Jon00 DataScraper Script

Collapse
X
  • Filter
  • Time
  • Show
Clear All
new posts

  • Thanks Jon. I did post the wrong grab. But I was able to go back to the original grab and get everything working for pollen. I will post that shortly as a new message here in case it can help others.

    Comment


    • Using Jon00's Datascraper Script plug in I was able to get pollen values for my zipcode. I'm posting it here in case it helps others. Many pollen sites are not set up to allow datascraping. However I found one that was. Set up is very quick.

      First go to pollen.com and create an account with your email and zip code. Then get a daily email sent to you with the local pollen information. At the top of that email will be a link: "Having problems viewing this email? Click here to view the online version."
      Use the link embedded in "Click here" for your Path. That site allows scraping. Regular pollen.com does not allow scraping.

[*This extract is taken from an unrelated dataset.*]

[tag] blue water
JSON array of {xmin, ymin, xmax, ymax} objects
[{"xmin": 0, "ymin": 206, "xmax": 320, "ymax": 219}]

      Here is my set up which creates 5 devices (today's pollen level, today's high-med-low, today's pollen type, tomorrow's pollen level, tomorrow's high-med-low):

      [Grab2]
      Path=http://www.pollenapps.com/email/aa/default.asp?e=[NOTE: customized for your unique URL...see text above]
      TextFile=1
      Encoding=
      Username=
      Password=
      Options=
      UserAgent=
      Devicemode=2
      StripHTML=0
      UseIE=0
      Delay=10

      Pattern1=(?s)TODAY.*?"http://www.pollenapps.com/email/aa/images/levels/gauge-(.*?).png"
      Pattern2=(?s)TODAY.*?style="font-size:18px;font-family:Georgia !important;font-style:italic;margin:0;padding-top:10px;">(.*?)<
      Pattern3=(?s)Today's Top Allergens.*?icons/type-Tree-sm.png" width="40" height="40" alt="(.*?)"
      Pattern4=(?s)Today's Top Allergens.*?icons/type-Tree-sm.png" width="40" height="40" alt=".*?icons/type-Tree-sm.png" width="40" height="40" alt="(.*?)"
      Pattern5=(?s)Today's Top Allergens.*?icons/type-Tree-sm.png" width="40" height="40" alt=".*?icons/type-Tree-sm.png" width="40" height="40" alt=".*?icons/type-Tree-sm.png" width="40" height="40" alt="(.*?)"
      Pattern6=(?s)tomorrow.*?src="http://www.pollenapps.com/email/aa/images/levels/gauge-(.*?).png
      Pattern7=(?s)tomorrow.*?style="font-size:18px;font-family:Georgia !important;font-style:italic;margin:0;padding-top:10px;">(.*?)<

      DeviceName1=Today's Pollen Level
      DeviceText1=[0]
      DeviceValue1=[0]
      DeviceImage1=pollen.png
      Speakbutton1=0
      TriggerString1=
      SearchMode1=1
      TriggerEvent1=

      DeviceName2=Today's Pollen High-Med-Low
      DeviceText2=[100]
      DeviceValue2=[100]
      DeviceImage2=pollen.png
      Speakbutton2=0
      TriggerString2=
      SearchMode2=1
      TriggerEvent2=

      DeviceName3=Today's Pollen Type
      DeviceText3=[200], [300], [400]
      DeviceValue3=[200]
      DeviceImage3=pollen.png
      Speakbutton3=0
      TriggerString3=
      SearchMode3=1
      TriggerEvent3=

      DeviceName4=Tomorrow's Pollen Level
      DeviceText4=[500]
      DeviceValue4=[500]
      DeviceImage4=pollen.png
      Speakbutton4=0
      TriggerString4=
      SearchMode4=1
      TriggerEvent4=

      DeviceName5=Tomorrow's Pollen High-Med-Low
      DeviceText5=[600]
      DeviceValue5=[600]
      DeviceImage5=pollen.png
      Speakbutton5=0
      TriggerString5=
      SearchMode5=1
      TriggerEvent5=



      I run the script (Main, 2) once each day at 5:30am. It goes to the site and pulls the pollen data into HS3. Devices image below. Thank you Jon00 for enabling this!!
      Attached Files

      Comment


      • Hi! I'm trying to scrape a site, but I can't even get the grab text file to be created... Note, I have several other sites that I scrape that work fine, so I can't for the life of me understand why this one is a problem A couple of other users have no problem, but I know they're using HS3 on Linux, I'm on Windows.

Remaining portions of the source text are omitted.